Characterization and Biological Properties of A Hepatitis B Virus Isolated From A Patient Without Hepatitis B Virus Serologic Markers

Abstract

We have developed a rapid method to characterize genomic diversity of low–level hepatitis B and related viral agents after their identification in serum by high–affinity HBsAg–antibody monoclonal antibody capture and subsequent polymerase chain reaction amplification. Serum from an individual with chronic liver disease and without hepatitis B virus serological markers but reactive by monoclonal antibody capture/polymerase chain reaction amplification was inoculated into a chimpanzee. After inoculation, an acute hepatitis B virus–like hepatitis developed in the chimpanzee. Analysis of serial liver biopsy samples showed the persistence of hepatitis B virus DNA for more than 17 mo after resolution of acute hepatitis and seroconversion. Applying the technique of restriction enzyme fragment analysis to serial chimpanzee liver biopsy samples and acute–phase sera, along with the serum inoculum, we established that all hepatitis B virus DNA sequences are derived from the same viral agent. We present evidence that the viral DNA persisted as a nonreplicating episomal form in the nucleus of hepatocytes. This study demonstrates that after clinical and serological recovery from an acute hepatitis, there may be persistence of low–level hepatitis B virus–related genome in the liver despite the presence of antibodies to HBsAg.
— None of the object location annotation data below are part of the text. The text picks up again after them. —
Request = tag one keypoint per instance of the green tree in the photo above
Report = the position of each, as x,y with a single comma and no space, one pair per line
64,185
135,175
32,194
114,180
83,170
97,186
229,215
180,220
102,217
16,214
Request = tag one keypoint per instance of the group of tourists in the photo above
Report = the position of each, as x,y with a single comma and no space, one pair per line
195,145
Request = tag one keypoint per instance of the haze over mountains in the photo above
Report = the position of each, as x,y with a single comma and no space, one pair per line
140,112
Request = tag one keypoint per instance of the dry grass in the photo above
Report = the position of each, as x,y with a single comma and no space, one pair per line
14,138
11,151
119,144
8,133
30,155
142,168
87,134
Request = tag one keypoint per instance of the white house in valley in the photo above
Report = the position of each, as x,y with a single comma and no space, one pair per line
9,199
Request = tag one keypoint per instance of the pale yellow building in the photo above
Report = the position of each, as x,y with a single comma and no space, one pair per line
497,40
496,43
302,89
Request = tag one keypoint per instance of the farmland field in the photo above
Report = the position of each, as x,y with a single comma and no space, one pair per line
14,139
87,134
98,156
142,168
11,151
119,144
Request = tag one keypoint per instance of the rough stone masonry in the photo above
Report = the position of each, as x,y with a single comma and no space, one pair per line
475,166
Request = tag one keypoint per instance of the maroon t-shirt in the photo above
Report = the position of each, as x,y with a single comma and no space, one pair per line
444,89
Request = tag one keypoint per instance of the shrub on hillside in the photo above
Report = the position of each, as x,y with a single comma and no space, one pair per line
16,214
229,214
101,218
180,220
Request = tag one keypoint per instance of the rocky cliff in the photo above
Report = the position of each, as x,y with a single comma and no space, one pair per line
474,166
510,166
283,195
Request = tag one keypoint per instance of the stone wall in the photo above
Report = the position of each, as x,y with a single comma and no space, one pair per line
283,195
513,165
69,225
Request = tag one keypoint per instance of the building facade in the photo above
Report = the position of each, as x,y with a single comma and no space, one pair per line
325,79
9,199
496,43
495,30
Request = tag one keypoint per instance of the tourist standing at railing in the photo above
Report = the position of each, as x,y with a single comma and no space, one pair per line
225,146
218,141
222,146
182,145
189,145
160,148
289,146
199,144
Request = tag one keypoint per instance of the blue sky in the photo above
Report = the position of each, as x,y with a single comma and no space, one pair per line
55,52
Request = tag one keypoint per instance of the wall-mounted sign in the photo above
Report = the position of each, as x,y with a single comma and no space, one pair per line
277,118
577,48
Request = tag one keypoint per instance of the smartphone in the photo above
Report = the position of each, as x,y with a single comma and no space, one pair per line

Such persistence of viral genome may be a natural sequela of infection and may serve as a source of viral latency and possible reactivation. Finally, cloning and complete nucleic–acid sequencing of this virus have demonstrated multiple nucleotide and amino acid changes compared with all known hepatitis B virus subtypes. These changes may have contributed in part to a different antigenic composition or immunological reactivity of the host to this hepatitis B virus isolate. (Hepatology 1990;12:204-212).